Tendon transfer is used to replace deficient motor unit and to restore function. Functional loss may occur secondary to tendon rupture, peripheral nerve injury, plexux injury or other neuropathies.
In tendon transfer, a healthy functional tendon to be transferred is transected then transferred to another tendon or bone to restore function. The neurovascular supply of the donor unit is preserved, in contrast to a free tendon graft which functions primarily as a spacer or connection.
The transferred motor unit must have sufficient strength and excursion to restore function, and it must be expendable.
It must be kept in the mind that only the insertion of a tendon is moved, but the origin remains in the same location.
A tendon transfer should not significantly decrease the remaining function or create a deformity. Therefore tendon transfer is governed by few principles.
Tendon transfer aims to recover lost function and is specific to the injury and joint involved for each individual patient.
In upper extremity, the aim is to allow motion of the hand and fingers and allow patients better strength and dexterity.
However, for lower extremity aim of tendon transfers is to brace ankle and/or foot for walking and standing.
Principles of Tendon Transfer
Fundamental principles of muscle-tendon units include the following.
Optimal Tissue Bed
In order for a tendon transfer to function optimally, the soft tissue bed must be sufficient, the skeletal support must be stable, and all the joints must be mobile.
In a patient with peripheral nerve palsy, all efforts must be made to kept the joints supple because it is easier to prevent a contracture than to correct.
All joints should be moved passively throughout the palsy because stiff joint would not be corrected by surgery.
A muscle will lose one grade of strength following transfer. The tendon chosen as a donor for transfer must be strong enough to perform its new function in its altered position.
(Power grading – grade 5 is normal, grade 4 is motion against resistance, grade 3 is motion against gravity, grade 2 is motion with gravity eliminated, grade 1 is trace motion or fasiculations, grade 0 is flaccid).
Therefore, if a muscle was grade 5 (normal) it will be grade 4 (motion against resistance yet deficient strength) after transfer.
Ideally, transferred muscles should be of normal strength.
Excursion must also be considered when choosing a donor. Wrist flexors and extensors have approximately 3 cm of active excursion, finger extensors have 5 cm and the finger flexors have 7 cm of excursion. As a result, a wrist motor is not likely to function well as a finger flexor unless supported by active wrist extension.

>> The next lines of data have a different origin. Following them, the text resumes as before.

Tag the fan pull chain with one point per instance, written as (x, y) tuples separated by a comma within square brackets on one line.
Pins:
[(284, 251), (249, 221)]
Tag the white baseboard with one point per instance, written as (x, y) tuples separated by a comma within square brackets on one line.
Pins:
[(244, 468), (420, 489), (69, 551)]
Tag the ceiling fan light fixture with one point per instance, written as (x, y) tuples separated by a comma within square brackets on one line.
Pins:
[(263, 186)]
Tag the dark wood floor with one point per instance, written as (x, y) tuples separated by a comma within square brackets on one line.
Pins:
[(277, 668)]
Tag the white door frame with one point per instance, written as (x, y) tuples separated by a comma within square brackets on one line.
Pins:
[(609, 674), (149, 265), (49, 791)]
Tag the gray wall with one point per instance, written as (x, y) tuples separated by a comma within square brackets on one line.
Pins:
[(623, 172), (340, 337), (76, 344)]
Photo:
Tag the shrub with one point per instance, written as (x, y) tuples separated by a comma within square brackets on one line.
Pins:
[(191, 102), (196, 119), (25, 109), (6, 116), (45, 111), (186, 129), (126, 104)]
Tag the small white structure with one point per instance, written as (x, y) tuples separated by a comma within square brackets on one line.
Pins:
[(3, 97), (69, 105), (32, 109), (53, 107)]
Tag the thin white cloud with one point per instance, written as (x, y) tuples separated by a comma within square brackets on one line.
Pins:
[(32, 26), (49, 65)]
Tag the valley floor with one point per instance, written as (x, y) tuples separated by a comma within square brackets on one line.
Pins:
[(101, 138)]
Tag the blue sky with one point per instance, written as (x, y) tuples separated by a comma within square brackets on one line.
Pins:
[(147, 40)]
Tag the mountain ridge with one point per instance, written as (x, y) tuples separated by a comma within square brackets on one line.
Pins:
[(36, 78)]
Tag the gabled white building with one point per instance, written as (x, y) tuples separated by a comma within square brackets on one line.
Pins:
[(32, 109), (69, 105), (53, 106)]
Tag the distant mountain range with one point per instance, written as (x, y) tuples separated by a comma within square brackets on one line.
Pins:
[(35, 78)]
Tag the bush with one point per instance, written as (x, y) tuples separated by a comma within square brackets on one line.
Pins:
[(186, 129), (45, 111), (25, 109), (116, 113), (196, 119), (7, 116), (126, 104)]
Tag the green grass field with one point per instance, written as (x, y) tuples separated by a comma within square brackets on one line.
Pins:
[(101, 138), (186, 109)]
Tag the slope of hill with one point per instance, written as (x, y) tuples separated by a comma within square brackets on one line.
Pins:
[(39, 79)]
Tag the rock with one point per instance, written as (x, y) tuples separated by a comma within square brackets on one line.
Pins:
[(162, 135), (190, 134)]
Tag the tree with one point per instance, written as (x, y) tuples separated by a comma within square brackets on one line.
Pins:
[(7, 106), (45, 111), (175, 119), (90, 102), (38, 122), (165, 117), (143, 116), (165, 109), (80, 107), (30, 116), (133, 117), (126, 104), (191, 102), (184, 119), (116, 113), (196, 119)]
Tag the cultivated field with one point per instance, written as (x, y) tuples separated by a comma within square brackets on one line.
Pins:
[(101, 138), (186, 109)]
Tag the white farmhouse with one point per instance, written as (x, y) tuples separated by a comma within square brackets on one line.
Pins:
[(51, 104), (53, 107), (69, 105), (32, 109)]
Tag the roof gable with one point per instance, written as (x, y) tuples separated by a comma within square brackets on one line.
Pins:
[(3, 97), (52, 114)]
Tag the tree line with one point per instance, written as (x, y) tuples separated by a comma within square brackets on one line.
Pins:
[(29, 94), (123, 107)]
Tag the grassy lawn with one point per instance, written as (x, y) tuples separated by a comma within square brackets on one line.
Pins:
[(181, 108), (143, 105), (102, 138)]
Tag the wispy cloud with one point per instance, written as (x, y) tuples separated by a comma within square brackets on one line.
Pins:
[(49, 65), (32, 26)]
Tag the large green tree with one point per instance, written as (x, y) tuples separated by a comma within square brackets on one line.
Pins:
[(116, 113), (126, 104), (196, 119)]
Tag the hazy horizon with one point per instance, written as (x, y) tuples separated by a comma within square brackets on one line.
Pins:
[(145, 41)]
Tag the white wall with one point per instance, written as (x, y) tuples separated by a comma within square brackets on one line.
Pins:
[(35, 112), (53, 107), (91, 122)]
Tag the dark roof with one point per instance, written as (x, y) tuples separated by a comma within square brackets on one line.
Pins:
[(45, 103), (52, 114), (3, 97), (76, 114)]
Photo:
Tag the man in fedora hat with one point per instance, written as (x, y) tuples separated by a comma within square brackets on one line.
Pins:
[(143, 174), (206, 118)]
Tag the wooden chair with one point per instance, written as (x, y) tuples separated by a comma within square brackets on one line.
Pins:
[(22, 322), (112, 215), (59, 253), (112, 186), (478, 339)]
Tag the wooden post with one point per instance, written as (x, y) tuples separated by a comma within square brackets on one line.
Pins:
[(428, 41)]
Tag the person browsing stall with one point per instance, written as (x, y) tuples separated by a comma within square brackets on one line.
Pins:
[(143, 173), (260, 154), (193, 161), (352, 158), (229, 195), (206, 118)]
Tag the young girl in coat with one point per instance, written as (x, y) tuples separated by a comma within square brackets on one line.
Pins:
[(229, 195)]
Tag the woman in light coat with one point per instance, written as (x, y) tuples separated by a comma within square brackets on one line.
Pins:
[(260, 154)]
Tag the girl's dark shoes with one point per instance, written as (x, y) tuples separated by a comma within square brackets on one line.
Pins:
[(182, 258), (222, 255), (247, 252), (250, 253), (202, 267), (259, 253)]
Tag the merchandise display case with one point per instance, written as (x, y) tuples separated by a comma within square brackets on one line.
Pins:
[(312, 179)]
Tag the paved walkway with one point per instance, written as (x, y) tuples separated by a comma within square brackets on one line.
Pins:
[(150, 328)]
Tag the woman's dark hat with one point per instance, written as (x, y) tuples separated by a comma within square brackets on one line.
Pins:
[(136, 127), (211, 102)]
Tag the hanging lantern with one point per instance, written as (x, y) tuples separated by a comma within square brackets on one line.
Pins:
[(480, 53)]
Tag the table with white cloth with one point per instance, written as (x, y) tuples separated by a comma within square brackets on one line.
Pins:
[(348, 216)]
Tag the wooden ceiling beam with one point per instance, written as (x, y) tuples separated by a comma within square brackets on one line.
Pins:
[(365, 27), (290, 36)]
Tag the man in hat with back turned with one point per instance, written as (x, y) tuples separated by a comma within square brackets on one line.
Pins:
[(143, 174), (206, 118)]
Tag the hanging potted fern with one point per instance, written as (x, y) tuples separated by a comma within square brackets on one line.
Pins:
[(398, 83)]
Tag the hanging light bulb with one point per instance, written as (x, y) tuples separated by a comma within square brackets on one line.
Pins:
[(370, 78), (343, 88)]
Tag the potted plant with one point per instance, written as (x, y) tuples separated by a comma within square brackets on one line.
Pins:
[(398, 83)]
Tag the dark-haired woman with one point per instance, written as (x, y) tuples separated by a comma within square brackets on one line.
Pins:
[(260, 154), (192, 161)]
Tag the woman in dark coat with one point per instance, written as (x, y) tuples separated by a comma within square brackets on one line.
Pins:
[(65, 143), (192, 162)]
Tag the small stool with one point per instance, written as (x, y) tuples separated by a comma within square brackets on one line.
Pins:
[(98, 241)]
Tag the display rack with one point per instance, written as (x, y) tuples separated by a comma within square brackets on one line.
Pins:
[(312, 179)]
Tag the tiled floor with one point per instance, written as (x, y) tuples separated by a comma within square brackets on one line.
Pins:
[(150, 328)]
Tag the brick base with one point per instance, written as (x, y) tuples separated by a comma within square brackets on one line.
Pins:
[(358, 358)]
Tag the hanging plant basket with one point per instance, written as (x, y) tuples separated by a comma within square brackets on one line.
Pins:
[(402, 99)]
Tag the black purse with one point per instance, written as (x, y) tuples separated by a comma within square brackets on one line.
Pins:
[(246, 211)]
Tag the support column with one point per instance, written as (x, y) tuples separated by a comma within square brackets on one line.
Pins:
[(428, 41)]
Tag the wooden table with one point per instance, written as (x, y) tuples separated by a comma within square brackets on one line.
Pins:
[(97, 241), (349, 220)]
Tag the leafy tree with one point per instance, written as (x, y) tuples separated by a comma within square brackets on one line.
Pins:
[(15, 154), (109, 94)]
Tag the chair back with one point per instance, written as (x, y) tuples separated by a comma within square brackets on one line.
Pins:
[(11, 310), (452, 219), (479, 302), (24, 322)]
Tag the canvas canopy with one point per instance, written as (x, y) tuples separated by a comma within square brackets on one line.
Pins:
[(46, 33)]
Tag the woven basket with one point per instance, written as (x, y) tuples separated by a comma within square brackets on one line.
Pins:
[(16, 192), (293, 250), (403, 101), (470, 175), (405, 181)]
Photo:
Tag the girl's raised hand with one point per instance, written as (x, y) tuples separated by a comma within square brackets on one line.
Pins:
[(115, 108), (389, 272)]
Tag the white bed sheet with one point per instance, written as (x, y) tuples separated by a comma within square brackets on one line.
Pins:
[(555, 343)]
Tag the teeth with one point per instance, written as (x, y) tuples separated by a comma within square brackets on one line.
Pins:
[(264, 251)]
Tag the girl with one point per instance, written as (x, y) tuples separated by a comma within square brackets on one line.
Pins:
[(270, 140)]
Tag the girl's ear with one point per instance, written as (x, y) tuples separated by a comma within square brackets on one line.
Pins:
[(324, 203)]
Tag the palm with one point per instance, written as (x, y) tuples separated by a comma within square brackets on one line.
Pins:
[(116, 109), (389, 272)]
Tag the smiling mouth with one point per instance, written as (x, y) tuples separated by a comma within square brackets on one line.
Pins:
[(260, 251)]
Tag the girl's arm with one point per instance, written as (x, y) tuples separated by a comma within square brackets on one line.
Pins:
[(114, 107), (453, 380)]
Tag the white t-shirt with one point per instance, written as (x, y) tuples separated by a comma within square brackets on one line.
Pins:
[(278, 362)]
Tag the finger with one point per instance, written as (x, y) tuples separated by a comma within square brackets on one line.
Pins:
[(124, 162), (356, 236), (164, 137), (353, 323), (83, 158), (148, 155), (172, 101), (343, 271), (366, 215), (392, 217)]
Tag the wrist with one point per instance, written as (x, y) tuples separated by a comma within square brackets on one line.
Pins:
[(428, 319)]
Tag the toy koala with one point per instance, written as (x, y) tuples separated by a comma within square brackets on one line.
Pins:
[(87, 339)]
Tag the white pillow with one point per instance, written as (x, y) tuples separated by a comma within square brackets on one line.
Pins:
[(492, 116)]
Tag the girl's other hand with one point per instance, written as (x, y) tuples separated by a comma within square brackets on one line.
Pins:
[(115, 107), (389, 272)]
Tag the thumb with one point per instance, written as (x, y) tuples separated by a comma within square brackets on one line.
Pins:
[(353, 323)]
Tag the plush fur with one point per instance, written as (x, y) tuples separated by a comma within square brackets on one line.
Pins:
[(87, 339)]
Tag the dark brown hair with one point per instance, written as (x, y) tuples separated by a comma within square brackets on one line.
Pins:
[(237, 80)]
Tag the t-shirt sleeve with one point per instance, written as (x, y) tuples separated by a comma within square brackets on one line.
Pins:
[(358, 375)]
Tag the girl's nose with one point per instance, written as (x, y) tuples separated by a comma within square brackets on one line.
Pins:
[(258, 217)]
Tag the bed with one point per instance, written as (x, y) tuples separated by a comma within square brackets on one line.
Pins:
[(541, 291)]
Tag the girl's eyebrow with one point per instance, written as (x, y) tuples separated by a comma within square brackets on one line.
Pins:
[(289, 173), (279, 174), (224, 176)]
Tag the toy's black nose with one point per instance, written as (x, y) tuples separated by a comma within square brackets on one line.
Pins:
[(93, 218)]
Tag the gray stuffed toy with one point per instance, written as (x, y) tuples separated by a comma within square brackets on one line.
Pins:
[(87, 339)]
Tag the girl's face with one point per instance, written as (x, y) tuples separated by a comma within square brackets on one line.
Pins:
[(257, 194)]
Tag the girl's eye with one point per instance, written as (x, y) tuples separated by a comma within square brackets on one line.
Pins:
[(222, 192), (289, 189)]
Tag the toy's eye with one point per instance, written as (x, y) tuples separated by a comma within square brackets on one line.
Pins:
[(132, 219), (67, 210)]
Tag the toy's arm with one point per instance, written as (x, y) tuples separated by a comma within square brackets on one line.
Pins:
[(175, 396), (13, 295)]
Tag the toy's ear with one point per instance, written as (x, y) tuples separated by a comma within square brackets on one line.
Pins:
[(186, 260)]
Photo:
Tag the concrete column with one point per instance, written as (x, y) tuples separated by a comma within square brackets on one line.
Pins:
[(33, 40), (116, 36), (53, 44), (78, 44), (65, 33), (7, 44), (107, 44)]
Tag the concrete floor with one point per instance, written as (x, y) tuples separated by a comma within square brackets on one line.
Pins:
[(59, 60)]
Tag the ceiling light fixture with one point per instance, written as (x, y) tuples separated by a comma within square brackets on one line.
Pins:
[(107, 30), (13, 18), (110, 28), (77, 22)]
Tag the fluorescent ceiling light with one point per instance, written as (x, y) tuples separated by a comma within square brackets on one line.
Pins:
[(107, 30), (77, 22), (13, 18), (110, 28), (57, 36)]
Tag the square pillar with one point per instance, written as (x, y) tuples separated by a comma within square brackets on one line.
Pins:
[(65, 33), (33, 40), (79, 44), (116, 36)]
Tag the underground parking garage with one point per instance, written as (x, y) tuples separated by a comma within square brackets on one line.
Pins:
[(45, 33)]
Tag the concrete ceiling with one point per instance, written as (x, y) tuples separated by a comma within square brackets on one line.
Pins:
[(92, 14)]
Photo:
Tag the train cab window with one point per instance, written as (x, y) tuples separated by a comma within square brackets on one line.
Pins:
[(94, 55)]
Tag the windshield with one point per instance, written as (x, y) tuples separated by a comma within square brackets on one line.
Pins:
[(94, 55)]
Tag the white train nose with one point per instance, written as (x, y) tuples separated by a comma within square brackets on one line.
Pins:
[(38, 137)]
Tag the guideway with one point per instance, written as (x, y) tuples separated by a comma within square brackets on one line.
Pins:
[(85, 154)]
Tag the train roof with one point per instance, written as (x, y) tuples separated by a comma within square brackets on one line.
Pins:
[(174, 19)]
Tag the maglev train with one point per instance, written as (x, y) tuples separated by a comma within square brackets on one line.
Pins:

Effective excusrsion can be augmented by extensively dissecting a muscle from its surrounding fascial attachments.
Straight line of pull
Tendon transfers should pass in a straight line if possible to maximize strength. Any joint that is crossed by the tendon transfer must be stable and have active control to avoid a collapse deformity.
One tendon, one function
A single tendon can have only one function. A muscle cannot be inserted into two tendons with separate functions.
The use of synergistic muscles, has been advocated for transfer. Muscle function is easier to retain after synergistic muscle transfer. For example finger and wrist extensors are synergistic. So are finger extensors and wrist flexors. Therefore, using a wrist extensor for finger flexor makes a sense.
There should be a donor muscle available. A tendon when harvested should not resultin in an unacceptable loss of function. There must be sufficient remaining muscles available to substitute for the donor muscle.
Timing of tendon transfer
No transfer should be performed until the local tissues are in optimal condition.
The tendon transfers are performed after the permanent motor deficit becomes clear based on clinical evaluation as well as nerve conduction studies and electromyography. A tendon transfer should not be done whenit is not certain whether the nerve function would return or not.
Course of Tendon
Tendon transfers function best when passed between subcutaneous fat and the deep fascial layer; they are not likely to be functional if placed in the pathway of a scar.